Oxidative stress, or the production of oxygen-centered free radicals, has been hypothesized as the major source of DNA damage that can lead to a variety of diseases including cancer. It is known that 8-hydroxy-deoxyguanosine (8-oxo-dG) is a useful biomarker of oxidative DNA damage. Our recent data showed that JWA, initially being cloned as a novel cell differentiation-associated gene, was also actively responsive to environmental stressors, such as heat-shock, oxidative stress and so on. In the present study, we have applied a modified comet assay and bacterial repair endonucleases system (endonuclease III and formamidopyrimidine glycosylase) to investigate if JWA is involved in hydrogen peroxide (H2O2)-induced DNA damage and repair in K562 and MCF-7 cells, and to demonstrate if the damage is associated with 8-oxo-dG. The results from the comet assay have shown that the average tail length and the percentage of the cells with DNA tails are greatly induced by H2O2 treatment and further significantly enhanced by the post-treatment of repair endonucleases.
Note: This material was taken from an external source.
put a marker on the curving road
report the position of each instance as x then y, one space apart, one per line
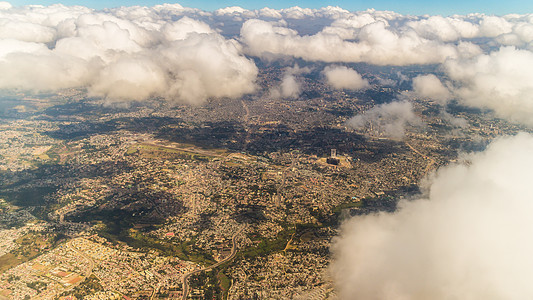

The H2O2-induced 8-oxo-dG formation in K562 and MCF-7 cells is dose-dependent. In addition, the data have clearly demonstrated that JWA gene expression is actively induced by H2O2 treatment in K562 and MCF-7 cells. The results suggest that JWA can be regulated by oxidative stress and is actively involved in the signal pathways of oxidative stress in the cells.